Reindex APIedit

Reindex Requestedit

A ReindexRequest can be used to copy documents from one or more indexes into a destination index.

It requires an existing source index and a target index which may or may not exist pre-request. Reindex does not attempt to set up the destination index. It does not copy the settings of the source index. You should set up the destination index prior to running a _reindex action, including setting up mappings, shard counts, replicas, etc.

The simplest form of a ReindexRequest looks like this:

ReindexRequest request = new ReindexRequest(); 
request.setSourceIndices("source1", "source2"); 
request.setDestIndex("dest");  

Creates the ReindexRequest

Adds a list of sources to copy from

Adds the destination index

The dest element can be configured like the index API to control optimistic concurrency control. Just leaving out versionType (as above) or setting it to internal will cause Elasticsearch to blindly dump documents into the target. Setting versionType to external will cause Elasticsearch to preserve the version from the source, create any documents that are missing, and update any documents that have an older version in the destination index than they do in the source index.

request.setDestVersionType(VersionType.EXTERNAL); 

Set the versionType to EXTERNAL

Setting opType to create will cause _reindex to only create missing documents in the target index. All existing documents will cause a version conflict. The default opType is index.

request.setDestOpType("create"); 

Set the opType to create

By default version conflicts abort the _reindex process but you can just count them instead with:

request.setConflicts("proceed"); 

Set proceed on version conflict

You can limit the documents by adding a query.

request.setSourceQuery(new TermQueryBuilder("user", "kimchy")); 

Only copy documents which have field user set to kimchy

It’s also possible to limit the number of processed documents by setting maxDocs.

request.setMaxDocs(10); 

Only copy 10 documents

By default _reindex uses batches of 1000. You can change the batch size with sourceBatchSize.

request.setSourceBatchSize(100); 

Use batches of 100 documents

Reindex can also use the ingest feature by specifying a pipeline.

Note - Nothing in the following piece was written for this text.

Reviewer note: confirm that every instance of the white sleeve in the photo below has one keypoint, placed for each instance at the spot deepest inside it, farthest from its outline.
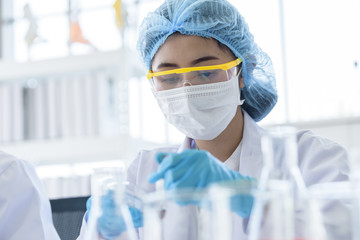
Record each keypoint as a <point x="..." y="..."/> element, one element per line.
<point x="25" y="211"/>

request.setDestPipeline("my_pipeline"); 

set pipeline to my_pipeline

ReindexRequest also supports a script that modifies the document. It allows you to also change the document’s metadata. The following example illustrates that.

request.setScript(
    new Script(
        ScriptType.INLINE, "painless",
        "if (ctx._source.user == 'kimchy') {ctx._source.likes++;}",
        Collections.emptyMap())); 

setScript to increment the likes field on all documents with user kimchy.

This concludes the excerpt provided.